What about polygamy?
Bekono: This is a form of discrimination against women, because there’s no such thing in the world as a woman who truly wants to share her husband. Of course, that’s not the only difficulty it creates. Let me talk about my own family. My grandfather was the chief in our village, and he had 100 wives. My father saw the suffering that situation created, and he decided he would not take many wives. Here’s an example of what I mean: No one man can possibly satisfy 100 wives, and a result, there many cases of adultery. Many of the women got pregnant from these affairs, and obviously those children didn’t look like the chief. My father, who was actually the son of the chief, saw how these other children suffered because they were considered illegitimate. It caused huge disorder in the family, and my father decided he didn’t want to create similar situations. My brothers in our family today would never even consider having more than one wife. I think this is something that was more common in my grandfather’s generation, but now it’s passing away.

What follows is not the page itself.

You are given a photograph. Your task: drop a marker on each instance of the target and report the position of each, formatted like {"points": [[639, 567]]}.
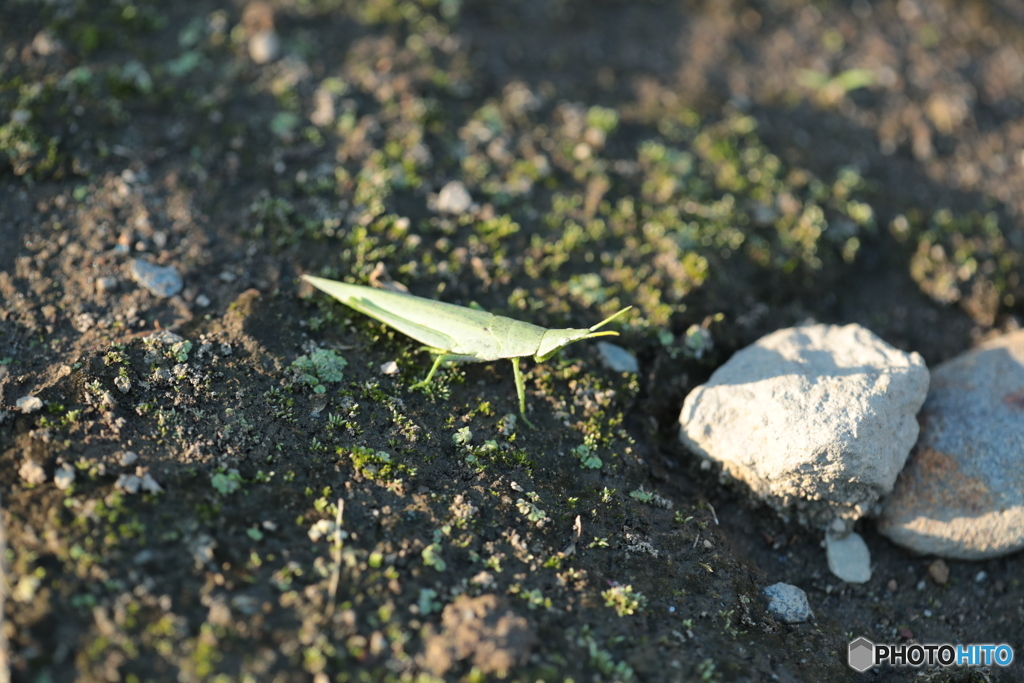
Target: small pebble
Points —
{"points": [[939, 571], [787, 603], [148, 484], [454, 199], [849, 558], [162, 281], [29, 403], [264, 46], [105, 285], [617, 358], [64, 477], [128, 483], [32, 472]]}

Let’s finish by talking about women inside the church. Do you feel like full partners in the Catholic church in Cameroon?
Bekono: Yes. Women are part of the church. You can see that at the church services, all the contributions women make. As a matter of fact, at Sunday Mass you generally see many more women than men. They pray, they’re very active in the church, they give their time and services to the church.
But are women also leaders in the church?
Bekono: Not much.
Atem: I don’t agree with that. Where I come from, we have many small Christian communities and many apostolic societies, and many of the leaders of those groups are women. I was a promoter in one of these groups, and there are lots of them. I think that’s important, because women do bring something different to the church. Men always think in terms of power and superiority, but women have a different instinct that I believe the church badly needs.
Bekono: It’s true that in some groups you can see women holding leadership positions. But when it comes to decision-making in the church, you won’t see many women. Even the pope’s visit shows this … the pope came to Cameroon and he met the bishops, he met the Muslims, he met politicians, but he did not meet with women.
Atem: That’s true. The church talks about the whole idea of the place of women, as if women are no longer left behind. But women are left behind, and even the pope proves it. As my sister said, he met with the bishops, but he didn’t call in all the superiors of religious orders to see what they’re up to.
Some critics would say that women will never be full partners in the church until they can become priests. Do you agree?
Bekono: Women don’t need to be priests to be partners. There are many things that can be done within the church that don’t require being a priest. For example, women can hold offices in dioceses and in the episcopal conference.
Would you support the idea of women priests?
Bekono: No. I’m used to the way things are. The apostles were all men, so it makes sense that only men are priests. It’s our tradition to have men as the pastors of the church. If it should happen one day that the church would decide to have women priests, I would accept it, but I don’t really want it.
Atem: I agree that women don’t need to be priests to take their place in the church. I don’t wish to see women priests, because it is not our tradition. If the church should make that decision, if the pope were to decide that this is what should happen, then I would go along, but it’s not my desire.